S. G. : Je voulais écrire sur le Liban, mais toujours avec cette question : quand on est loin du pays, qu’est-ce qu’on écrit ? Au début, je voulais parler de la révolution de 2019. J’y suis même allé. Mais je me suis rapidement dit que je ne vivais pas là-bas, que c’était à quelqu’un d’autre de le faire. J’ai eu l’idée d’écrire sur la famille Joumblatt, une dynastie de la vie politique libanaise, responsable de la crise que traverse le pays. Mais je n’avais pas envie de romantiser ces personnages. Je suis donc revenu à la chose la plus intime : les parents. Je crois qu’on peut raconter un pays à travers un micro-cas. Ce sont toutes ces petites histoires qui font un pays. 

Et pour vous Polina, la famille est-elle un safe space dans le roman ? 

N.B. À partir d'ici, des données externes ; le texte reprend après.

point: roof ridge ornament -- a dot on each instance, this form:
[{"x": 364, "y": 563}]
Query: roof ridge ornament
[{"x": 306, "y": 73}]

P. P. : Je dirais plutôt que c’est l’absence de famille. J’ai été élevée dans l’idée qu’en France, comme il n’y a pas la famille, personne ne m’aidera jamais. Même mes amis n’étaient pas considérés comme des gens sûrs et dignes de confiance. J’ai d’ailleurs longtemps trouvé cela insultant. Chez mes parents, il y avait cette idée que la famille allait nous suivre à la vie à la mort. Alors que l’amitié leur semblait moins sûre. C’est un rapport générationnel. Quand quelqu’un était envoyé au camp, toute la famille autour pouvait subir le même sort. Ce lien physique a malheureusement été gravé par la peur, le sang.  

Cet entretien croisé a initialement été publié dans le numéro 29 d’Émile, paru en novembre 2023.